Tal como pingos de chuva em terra seca, que surgem e logo são absorvidos, eis alguns momentos fotografados pela lente da emoção e guardados no álbum das recordações.

Curtas vivências relatadas e ouvidas numa atitude de cumpli­cidade, de pessoas que gostam de comunicar e partilhar.

Histórias de algibeira, para serem lidas num cadeirão, com um grande balde de pipocas, ou numa esplanada à beira mar, diante de uma cerveja geladinha e um prato de tremoços.

Gostaria que, ao leitor, este conjunto de histórias se apresen­tasse como um cesto de cerejas, que, tal como elas, independentes e encadeadas, atraentes à vista e ao paladar, se deglutem num trago, e nos pedem sempre mais; e uma a uma, se vão degustando com redobrado apetite e satisfação, e a água a crescer na boca.

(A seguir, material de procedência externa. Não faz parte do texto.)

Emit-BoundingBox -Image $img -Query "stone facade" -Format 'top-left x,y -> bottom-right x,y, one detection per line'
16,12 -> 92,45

Como Ouvidora de Histórias, para além do escutar do relato de muitos episódios curiosos que comigo partilharam pessoas en­cantadoras, aconteceu algo muito mais gostoso e enriquecedor:

A surpresa declarada ao depararem com '"A Ouvidora de His­tórias", personagem nunca antes imaginada. – Contadora, Todos conheciam, mas Ouvidora? – O agrado do público expresso em fe­licitações pela originalidade e inovação do projecto. Os votos de êxito. O deleite espelhado no rosto dos contadores. O prazer e a emoção da partilha, e muito, muito mais...

A dada altura, aproximou-se um grupo de pessoas constituído por duas senhoras novas, uma menos jovem, e duas meninas que rondariam os sete, oito anos.

A palavra Histórias, com toda a magia que encerra, chamou a atenção das crianças, as quais, frente aos dísticos que me identi­ficavam, iniciaram a sua leitura, perplexas, quase soletrando: – "A Ouvidora de Histórias".

– O que é a "Ouvidora de Histórias", mãe?

Solícita, a mãe começou a explicar que Ouvidora seria quem ouvia, mas nunca tinha estado com uma Ouvidora.

Eu, atenta ao desenrolar da situação, pedi licença para intervir, afirmando que efectivamente estava ali para ouvir, não para contar, e perguntei às meninas se alguma delas quereria contar-me uma historinha.

Sorriram, olhando para a mãe, e encolhendo-se disseram que não.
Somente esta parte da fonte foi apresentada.